Once the data are read into internal working arrays and you will be presented with the fitting options menu:

     ** FITTING OPTIONS: 
      1  --  Line Fit
      2  --  Polynomial Fit
      3  --  Legendre Polynomials
      0  --  QUIT
     -------------------------------

There are presently two possiblities:

Fitting a line through the data (Option 1)
Fitting a polynomial (up to order 9) through the data (Option 2)

At present, the Legendre Polynomial fitter is broken, but I keep the option present as a constant reminder that I need to get in and fix it someday...

[Index]

Line Fits

To fit a line through the data, enter 1 at the prompt above. You will be presented with 4 line fitting options:

     ** Line Fitting Options:
      1  --  Linear (Y vs X)
      2  --  Linear/Log (Log Y vs X)
      3  --  Power Law (Log Y vs Log X)
      4  --  Exponential (Ln Y vs X)
      0  --  QUIT
     ----------------------
    Linear Fit Option <0:4> [1] ?

The four options are as follows:

Linear Fit (Option 1)

This will fit the data by a straight line of the form:

   Y(X) = A + B*X

where B is the slope and A is the Y-intercept.

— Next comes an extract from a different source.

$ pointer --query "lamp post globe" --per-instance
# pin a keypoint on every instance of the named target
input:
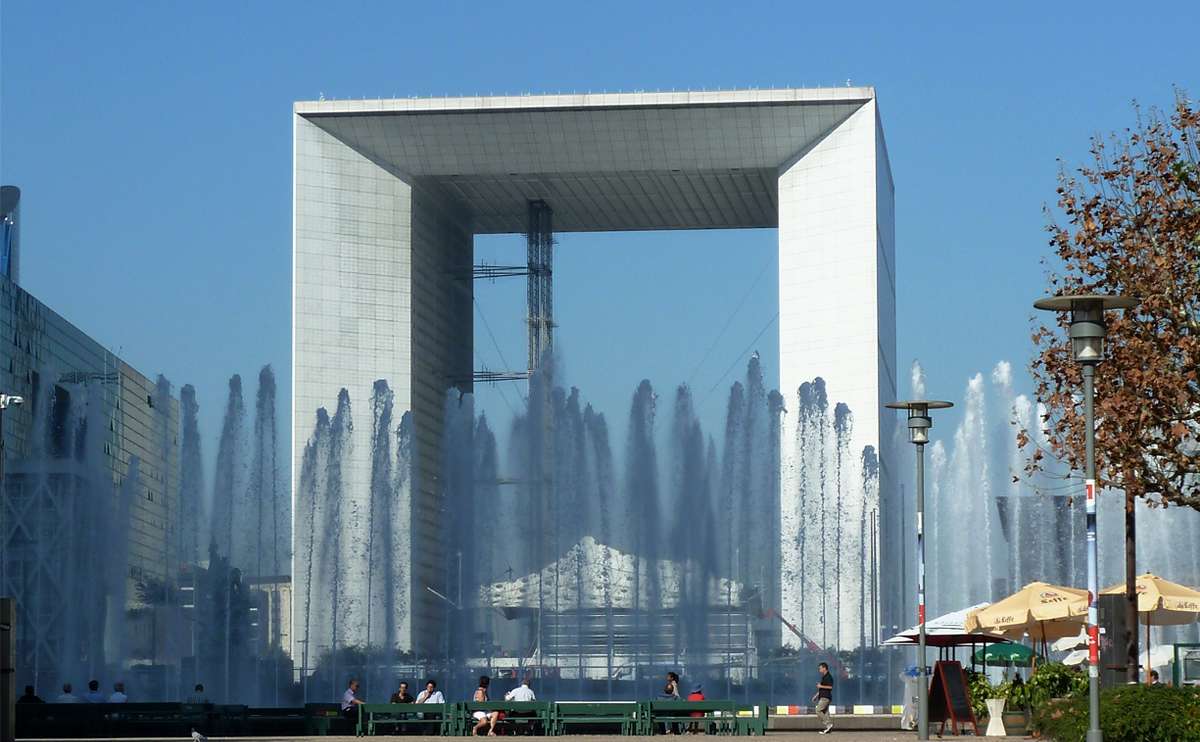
(1087, 330)
(919, 423)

Linear/Log (Semi-Log) Fit (Option 2)

This will instruct LFIT to compute the Base-10 logarithm of the Y data values (appropriately treating any Sigma-Y's if a weighted fit), and then do a semi-log fit of the form:

   Log Y(X) = A + B*X

This is the linearized form of the semi-log relation:

   Y(X) = a * 10^B*X

where

   a = 10^A

is the coefficient of the exponential.

Power Law (Log-Log) Fit (Option 3)

This will instruct LFIT to compute the Base-10 logarithms of both the X and Y data values, and then perform a power-law fit of the form:

   Log Y(X) = A + B*Log X

where B is now the power-law slope, and A is just the offset. This is the linearized form of the power-law relation:

   Y(X) = a*X^B

where

   a = 10^A

is the coefficient of the power-law.

Exponential Fit (Option 4)

This will instruct LFIT to fit an exponential to the data by computing the natural (base-e) logarithm of the Y data values (again appropriately treating the Sigma-Y values if a weighted fit), and fitting a line of the form: Ln Y(X) = A + B*X This is the linearized form of the exponential

   Y(X) = a * exp(B*X)

where

   a = exp(A)

is the exponential coefficient. This fitting form would be appropriate if analyzing cooling data for a CCD Dewar or radioactive decay data. In this case, the slope, B, is the inverse of the e-folding parameter.

[Index]

Polynomial Fits

To fit a polynomial to the data of the form:

   Y(X) = A(0) + A(1)*X + A(2)*X² + A(3)*X³ + ...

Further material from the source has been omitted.